Euroganadería
Está viendo:

2019, nueva era para los medicamentos veterinarios

firma ricardo

El Ministerio de Agricultura quiere introducir más control, transparencia y una mayor trazabilidad y supervisión en el uso de antibióticos en los animales destinados a la producción. Este 2 de enero entraba en vigor el Real Decreto 191/2018 (publicado ya en el BOE el pasado 17 de abril de 2018), por el que se establece la transmisión electrónica de datos de las prescripciones veterinarias de antibióticos destinados a animales productores de alimentos para consumo humano.

Aunque los principales sectores ganaderos se han puesto desde hace ya algún tiempo las pilas con planes propios de reducción del uso de determinados antibióticos para evitar las resistencias bacterianas, España continúa siendo uno de los países de la UE con un mayor grado de consumo de este tipo de sustancias.

Un reciente informe de la Agencia Europea del Medicamento (EMA, en sus siglas en inglés) da cuenta de que la comercialización de antibióticos destinados a los animales de granja han disminuido algo más de un 20% entre 2011 y 2016, gracias al impacto positivo de las nuevas orientaciones de la UE y a las campañas nacionales que promueven un uso prudente y racional para luchar contra las resistencias.

El nivel de consumo de medicamentos antimicrobianos varía de unos países a otros.

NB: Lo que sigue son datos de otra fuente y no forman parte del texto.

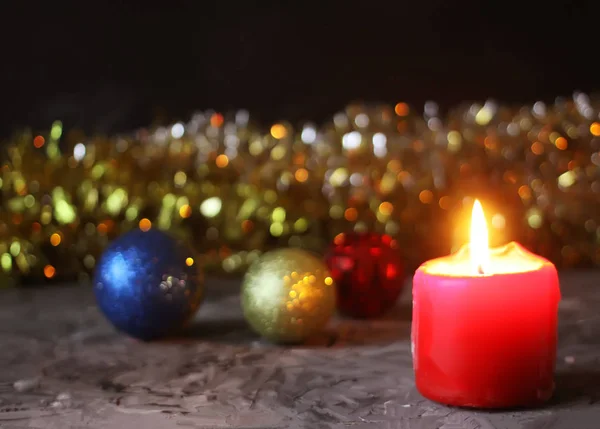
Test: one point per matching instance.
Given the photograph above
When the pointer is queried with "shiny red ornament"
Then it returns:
(368, 272)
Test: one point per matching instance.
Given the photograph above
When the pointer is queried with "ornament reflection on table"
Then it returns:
(238, 191)
(148, 284)
(368, 272)
(288, 295)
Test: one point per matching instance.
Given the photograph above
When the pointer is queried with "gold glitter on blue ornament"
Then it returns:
(148, 284)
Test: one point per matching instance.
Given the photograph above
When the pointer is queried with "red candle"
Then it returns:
(484, 325)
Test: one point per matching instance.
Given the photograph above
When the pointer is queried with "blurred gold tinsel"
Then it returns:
(234, 190)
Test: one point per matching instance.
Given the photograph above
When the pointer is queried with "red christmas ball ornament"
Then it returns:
(368, 271)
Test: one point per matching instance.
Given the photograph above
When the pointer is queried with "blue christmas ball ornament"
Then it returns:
(148, 284)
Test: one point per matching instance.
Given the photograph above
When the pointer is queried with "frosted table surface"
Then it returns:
(63, 366)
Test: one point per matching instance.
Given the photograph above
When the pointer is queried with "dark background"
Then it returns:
(116, 66)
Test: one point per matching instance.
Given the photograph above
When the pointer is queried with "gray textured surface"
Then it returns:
(63, 366)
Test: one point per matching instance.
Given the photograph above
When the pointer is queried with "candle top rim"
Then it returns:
(510, 259)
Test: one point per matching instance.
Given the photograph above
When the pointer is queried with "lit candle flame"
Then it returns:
(479, 246)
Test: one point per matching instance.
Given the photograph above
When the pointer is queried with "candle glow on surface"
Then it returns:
(477, 259)
(484, 328)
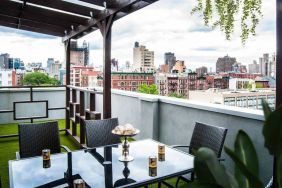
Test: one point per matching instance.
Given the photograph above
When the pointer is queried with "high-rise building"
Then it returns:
(239, 68)
(143, 59)
(19, 76)
(90, 78)
(4, 61)
(201, 71)
(265, 65)
(15, 63)
(62, 76)
(170, 60)
(7, 77)
(79, 55)
(179, 67)
(161, 83)
(254, 68)
(273, 66)
(114, 64)
(76, 75)
(192, 81)
(55, 69)
(224, 64)
(130, 81)
(50, 61)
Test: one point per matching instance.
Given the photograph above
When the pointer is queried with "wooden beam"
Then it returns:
(279, 53)
(34, 24)
(67, 56)
(102, 16)
(105, 27)
(66, 6)
(32, 29)
(11, 8)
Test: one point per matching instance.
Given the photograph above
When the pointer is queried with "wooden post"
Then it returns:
(278, 72)
(67, 51)
(105, 27)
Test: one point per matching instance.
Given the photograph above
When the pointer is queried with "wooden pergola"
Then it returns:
(73, 19)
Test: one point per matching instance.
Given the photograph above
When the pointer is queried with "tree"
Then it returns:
(224, 13)
(176, 95)
(151, 89)
(37, 78)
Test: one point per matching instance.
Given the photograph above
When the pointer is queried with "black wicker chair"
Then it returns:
(204, 135)
(35, 137)
(98, 132)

Los mayores consumidores por unidad de producción en 2016 eran Chipre, con 453 mg/unidad de corrección de población-PCU, seguido de España, con 362 mg/PCU; Italia, con 294 mg/PCU y Portugal, con 208 mg/PCU, frente a una media europea de 124 mg/PCU. Los grandes países productores de ganado y carne, como son Francia (71 mg/PCU), Alemania (89 mg/PCU) u Holanda (53 mg/PCU) estaban claramente por debajo de esa media.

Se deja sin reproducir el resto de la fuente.